Let’s move on to slightly better things, though. The apparition of Norrie’s mother revealed far more about the Dome and the beings responsible for the Dome than I expected her to. Not Norrie’s mom said something to the effect of “We’ve been struggling to communicate with you.” The particular phrasing of this, leads me to think the things in control of the Dome are aliens. If that proves to be the case, then I am quite satisfied with the way it was revealed and I must give kudos to the writers for throwing us that big juicy bone.
There was also the ominous warning that the Dome was placed over Chester’s Mill to protect it. This was a huge development in the story and a massive answer doled out to us by the wordslingers at the helm of this series. What is Chester’s Mill being protected from? Is the apparition telling the truth? My best guess is that, given the military’s eagerness to try the MOAB approach to bringing down the Dome, the world surrounding Chester’s Mill is going to experience some kind of radical change. Will it be due to the Dome’s placement? Is the Dome being placed over the town to protect it a self-fulfilling prophecy?
Hopefully we’ll find out more next year in a more consistently entertaining and engaging season of Under the Dome. I’ll be sure to write all about it next summer. I hope you enjoyed these reviews and hope you return next year! In the meantime, check out the rest of The Obsessive Viewer Blog and subscribe to The Obsessive Viewer Podcast on iTunes.
- Blotting out the Dome and plunging the town into darkness reminded me of Mr. Burns’ plan to block out the sun in The Simpsons.

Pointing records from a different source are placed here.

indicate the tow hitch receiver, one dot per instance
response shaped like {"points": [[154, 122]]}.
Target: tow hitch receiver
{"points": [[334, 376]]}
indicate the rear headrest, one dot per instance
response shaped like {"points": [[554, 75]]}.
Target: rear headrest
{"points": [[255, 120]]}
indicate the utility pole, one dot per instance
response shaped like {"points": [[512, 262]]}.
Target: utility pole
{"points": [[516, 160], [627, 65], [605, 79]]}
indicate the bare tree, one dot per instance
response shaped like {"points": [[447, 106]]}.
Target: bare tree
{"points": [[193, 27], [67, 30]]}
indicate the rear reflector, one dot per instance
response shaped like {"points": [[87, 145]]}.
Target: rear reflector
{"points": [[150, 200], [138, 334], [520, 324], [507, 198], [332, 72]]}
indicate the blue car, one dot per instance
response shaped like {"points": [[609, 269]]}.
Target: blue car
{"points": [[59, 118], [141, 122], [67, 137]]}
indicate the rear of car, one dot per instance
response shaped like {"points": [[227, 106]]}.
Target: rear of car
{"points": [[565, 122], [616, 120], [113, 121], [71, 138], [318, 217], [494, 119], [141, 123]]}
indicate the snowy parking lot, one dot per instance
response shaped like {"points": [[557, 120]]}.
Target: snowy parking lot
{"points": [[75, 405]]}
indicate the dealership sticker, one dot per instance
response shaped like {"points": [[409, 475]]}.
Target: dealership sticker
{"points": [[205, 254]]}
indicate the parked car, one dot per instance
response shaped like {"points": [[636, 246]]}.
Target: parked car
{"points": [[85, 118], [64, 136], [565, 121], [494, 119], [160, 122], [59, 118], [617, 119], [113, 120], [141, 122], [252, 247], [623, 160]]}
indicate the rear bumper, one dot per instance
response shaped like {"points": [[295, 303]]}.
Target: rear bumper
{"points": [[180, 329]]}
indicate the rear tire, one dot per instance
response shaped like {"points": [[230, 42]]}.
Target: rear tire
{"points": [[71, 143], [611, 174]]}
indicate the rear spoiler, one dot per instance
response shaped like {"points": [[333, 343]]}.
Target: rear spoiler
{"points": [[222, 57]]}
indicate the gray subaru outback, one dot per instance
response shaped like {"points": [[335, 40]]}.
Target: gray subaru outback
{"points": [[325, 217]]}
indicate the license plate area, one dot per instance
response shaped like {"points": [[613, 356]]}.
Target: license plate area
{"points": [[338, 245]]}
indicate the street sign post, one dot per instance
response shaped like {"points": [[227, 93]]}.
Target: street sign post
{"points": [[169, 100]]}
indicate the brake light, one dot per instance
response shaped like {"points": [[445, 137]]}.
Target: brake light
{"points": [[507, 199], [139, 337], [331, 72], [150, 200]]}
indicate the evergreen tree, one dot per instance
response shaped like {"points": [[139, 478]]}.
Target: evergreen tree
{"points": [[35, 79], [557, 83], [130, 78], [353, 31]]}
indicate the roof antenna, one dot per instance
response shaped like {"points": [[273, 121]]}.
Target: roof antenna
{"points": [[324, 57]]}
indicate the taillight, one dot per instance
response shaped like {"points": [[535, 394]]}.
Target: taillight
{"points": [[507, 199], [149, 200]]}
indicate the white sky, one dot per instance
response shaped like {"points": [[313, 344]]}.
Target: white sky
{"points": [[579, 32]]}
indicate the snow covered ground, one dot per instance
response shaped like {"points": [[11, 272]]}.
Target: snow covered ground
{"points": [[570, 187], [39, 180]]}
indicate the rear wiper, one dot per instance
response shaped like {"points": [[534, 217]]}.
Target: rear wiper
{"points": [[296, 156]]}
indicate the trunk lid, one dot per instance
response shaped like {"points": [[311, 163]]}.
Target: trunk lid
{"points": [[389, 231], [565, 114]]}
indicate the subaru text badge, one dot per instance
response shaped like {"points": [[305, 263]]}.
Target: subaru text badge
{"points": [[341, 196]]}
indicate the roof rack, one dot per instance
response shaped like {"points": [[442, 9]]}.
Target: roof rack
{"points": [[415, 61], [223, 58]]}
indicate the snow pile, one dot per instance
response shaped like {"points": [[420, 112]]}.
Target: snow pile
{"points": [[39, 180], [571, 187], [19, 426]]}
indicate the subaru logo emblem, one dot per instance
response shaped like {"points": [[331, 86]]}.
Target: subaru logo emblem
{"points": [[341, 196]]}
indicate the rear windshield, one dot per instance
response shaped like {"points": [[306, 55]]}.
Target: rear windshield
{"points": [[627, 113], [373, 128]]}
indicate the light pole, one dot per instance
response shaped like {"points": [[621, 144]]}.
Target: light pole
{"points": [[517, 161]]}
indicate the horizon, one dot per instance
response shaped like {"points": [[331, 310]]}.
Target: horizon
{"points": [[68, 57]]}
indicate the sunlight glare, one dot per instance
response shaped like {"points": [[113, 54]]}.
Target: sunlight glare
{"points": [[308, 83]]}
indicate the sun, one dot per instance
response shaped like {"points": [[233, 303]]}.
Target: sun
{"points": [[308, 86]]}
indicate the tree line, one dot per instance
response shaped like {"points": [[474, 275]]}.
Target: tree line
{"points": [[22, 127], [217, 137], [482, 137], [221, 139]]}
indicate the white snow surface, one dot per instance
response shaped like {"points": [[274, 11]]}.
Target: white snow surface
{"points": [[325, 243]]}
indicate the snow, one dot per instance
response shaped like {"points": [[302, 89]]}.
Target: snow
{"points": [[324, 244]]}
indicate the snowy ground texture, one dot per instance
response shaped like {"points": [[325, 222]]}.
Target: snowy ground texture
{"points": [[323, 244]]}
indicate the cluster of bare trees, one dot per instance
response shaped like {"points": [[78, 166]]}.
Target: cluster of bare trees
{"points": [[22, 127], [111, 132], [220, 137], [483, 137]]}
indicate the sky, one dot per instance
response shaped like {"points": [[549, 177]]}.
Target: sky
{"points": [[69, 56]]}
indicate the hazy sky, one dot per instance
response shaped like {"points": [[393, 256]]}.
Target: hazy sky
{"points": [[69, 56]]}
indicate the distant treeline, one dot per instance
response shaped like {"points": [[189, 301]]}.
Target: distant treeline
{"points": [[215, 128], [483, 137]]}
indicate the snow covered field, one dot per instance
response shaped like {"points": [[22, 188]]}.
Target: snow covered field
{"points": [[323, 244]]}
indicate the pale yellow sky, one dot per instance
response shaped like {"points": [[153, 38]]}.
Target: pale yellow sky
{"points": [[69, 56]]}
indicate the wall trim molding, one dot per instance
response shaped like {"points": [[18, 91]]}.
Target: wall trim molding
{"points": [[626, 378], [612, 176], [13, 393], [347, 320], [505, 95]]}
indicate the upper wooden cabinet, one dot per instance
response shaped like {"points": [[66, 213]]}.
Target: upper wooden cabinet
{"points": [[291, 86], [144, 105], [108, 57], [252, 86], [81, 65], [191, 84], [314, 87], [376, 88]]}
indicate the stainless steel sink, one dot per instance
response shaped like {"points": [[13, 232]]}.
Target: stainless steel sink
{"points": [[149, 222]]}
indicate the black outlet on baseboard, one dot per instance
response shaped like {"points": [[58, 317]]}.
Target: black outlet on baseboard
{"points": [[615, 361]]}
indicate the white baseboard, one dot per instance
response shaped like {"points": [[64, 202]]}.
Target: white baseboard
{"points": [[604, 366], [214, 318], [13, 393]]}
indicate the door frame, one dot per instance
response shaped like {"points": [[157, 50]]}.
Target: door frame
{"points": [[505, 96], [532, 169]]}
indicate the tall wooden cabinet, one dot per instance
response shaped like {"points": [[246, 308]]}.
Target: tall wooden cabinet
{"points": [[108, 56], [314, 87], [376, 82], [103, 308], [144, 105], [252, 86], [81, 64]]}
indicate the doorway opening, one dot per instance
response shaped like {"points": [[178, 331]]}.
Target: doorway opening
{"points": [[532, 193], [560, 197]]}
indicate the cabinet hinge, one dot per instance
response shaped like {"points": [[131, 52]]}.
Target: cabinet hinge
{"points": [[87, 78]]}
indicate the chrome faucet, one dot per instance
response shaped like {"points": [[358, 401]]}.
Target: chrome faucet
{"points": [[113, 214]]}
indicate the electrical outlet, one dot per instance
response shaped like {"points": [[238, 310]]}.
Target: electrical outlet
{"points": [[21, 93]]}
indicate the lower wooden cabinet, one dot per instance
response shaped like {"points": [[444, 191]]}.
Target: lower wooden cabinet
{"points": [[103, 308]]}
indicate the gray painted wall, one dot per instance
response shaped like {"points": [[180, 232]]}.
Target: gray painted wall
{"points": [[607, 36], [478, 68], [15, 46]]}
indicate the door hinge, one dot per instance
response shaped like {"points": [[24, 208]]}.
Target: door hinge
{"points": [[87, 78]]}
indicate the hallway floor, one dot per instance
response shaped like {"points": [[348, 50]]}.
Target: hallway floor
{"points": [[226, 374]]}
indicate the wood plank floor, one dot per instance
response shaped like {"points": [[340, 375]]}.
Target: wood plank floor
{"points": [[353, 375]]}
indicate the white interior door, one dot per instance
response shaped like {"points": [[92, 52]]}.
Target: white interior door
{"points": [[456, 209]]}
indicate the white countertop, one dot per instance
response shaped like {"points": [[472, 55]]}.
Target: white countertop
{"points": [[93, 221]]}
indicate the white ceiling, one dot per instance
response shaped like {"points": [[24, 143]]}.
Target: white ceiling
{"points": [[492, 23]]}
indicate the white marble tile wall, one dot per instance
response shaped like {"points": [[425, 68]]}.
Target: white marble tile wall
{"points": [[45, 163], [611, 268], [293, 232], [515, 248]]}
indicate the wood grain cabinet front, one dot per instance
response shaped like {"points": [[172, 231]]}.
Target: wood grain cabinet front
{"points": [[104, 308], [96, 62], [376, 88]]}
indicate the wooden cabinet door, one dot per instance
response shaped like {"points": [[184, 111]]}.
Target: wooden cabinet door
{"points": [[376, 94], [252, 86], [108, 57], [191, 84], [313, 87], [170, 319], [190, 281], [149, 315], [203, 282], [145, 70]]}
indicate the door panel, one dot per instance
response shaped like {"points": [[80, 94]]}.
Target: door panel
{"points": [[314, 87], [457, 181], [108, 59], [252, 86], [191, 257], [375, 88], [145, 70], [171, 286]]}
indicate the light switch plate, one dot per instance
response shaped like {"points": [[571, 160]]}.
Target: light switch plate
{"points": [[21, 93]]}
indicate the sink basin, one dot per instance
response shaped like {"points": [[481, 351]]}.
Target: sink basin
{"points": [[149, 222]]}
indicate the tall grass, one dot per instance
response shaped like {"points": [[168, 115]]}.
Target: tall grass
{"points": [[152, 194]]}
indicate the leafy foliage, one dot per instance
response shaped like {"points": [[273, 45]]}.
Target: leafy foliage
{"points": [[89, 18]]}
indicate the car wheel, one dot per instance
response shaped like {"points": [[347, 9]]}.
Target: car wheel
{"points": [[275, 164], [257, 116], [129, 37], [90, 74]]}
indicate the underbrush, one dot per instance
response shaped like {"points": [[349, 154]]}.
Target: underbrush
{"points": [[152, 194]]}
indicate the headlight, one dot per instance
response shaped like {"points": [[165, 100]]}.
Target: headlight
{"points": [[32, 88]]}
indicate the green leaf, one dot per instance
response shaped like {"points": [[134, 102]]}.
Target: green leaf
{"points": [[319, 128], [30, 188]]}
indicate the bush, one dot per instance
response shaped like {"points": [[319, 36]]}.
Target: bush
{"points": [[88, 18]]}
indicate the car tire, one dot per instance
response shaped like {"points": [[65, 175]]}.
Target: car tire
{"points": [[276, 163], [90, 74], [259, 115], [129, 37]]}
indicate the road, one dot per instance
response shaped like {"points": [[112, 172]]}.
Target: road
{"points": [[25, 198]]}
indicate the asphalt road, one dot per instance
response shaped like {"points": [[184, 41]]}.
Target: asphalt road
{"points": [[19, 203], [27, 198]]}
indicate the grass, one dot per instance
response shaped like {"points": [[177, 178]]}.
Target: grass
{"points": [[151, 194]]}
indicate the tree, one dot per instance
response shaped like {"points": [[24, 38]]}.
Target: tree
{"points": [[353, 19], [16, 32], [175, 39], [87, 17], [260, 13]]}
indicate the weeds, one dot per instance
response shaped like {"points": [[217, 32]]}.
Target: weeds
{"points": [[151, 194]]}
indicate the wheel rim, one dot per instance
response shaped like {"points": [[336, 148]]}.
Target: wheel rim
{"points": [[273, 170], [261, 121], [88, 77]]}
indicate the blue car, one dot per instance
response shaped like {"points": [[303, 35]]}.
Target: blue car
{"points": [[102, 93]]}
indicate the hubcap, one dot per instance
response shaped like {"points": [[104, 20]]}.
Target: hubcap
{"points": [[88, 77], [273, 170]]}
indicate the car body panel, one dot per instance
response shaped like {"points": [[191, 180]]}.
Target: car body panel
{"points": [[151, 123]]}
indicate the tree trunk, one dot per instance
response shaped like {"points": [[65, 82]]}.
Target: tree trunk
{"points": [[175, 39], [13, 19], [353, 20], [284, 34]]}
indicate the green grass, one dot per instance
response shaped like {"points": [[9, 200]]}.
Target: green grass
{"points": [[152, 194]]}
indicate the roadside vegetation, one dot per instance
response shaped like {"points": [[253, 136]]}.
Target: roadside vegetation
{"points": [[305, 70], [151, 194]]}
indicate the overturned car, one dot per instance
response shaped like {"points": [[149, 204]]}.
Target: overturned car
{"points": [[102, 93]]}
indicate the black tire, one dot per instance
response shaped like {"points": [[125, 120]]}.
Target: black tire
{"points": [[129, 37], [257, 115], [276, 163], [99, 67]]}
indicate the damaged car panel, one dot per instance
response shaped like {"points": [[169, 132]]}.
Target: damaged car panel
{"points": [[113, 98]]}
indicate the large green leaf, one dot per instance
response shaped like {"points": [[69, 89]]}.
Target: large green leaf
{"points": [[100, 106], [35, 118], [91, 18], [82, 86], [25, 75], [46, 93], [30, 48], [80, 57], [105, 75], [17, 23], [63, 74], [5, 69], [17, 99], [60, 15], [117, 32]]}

- I loved Barbie’s “you’re a politician” retort to Big Jim’s suggestion that he’s a criminal. I wouldn’t be surprised if whoever was responsible for that line was the one who pitched Barbie’s “you’re a used car salesman” line a few weeks back.
- So because a butterfly flies near you, you’re automatically the monarch of Chester’s Mill? Okay.
- Ending the season with a cliffhanger was a bad move, in my opinion. It didn’t feel like a cliffhanger. It felt like an incomplete episode.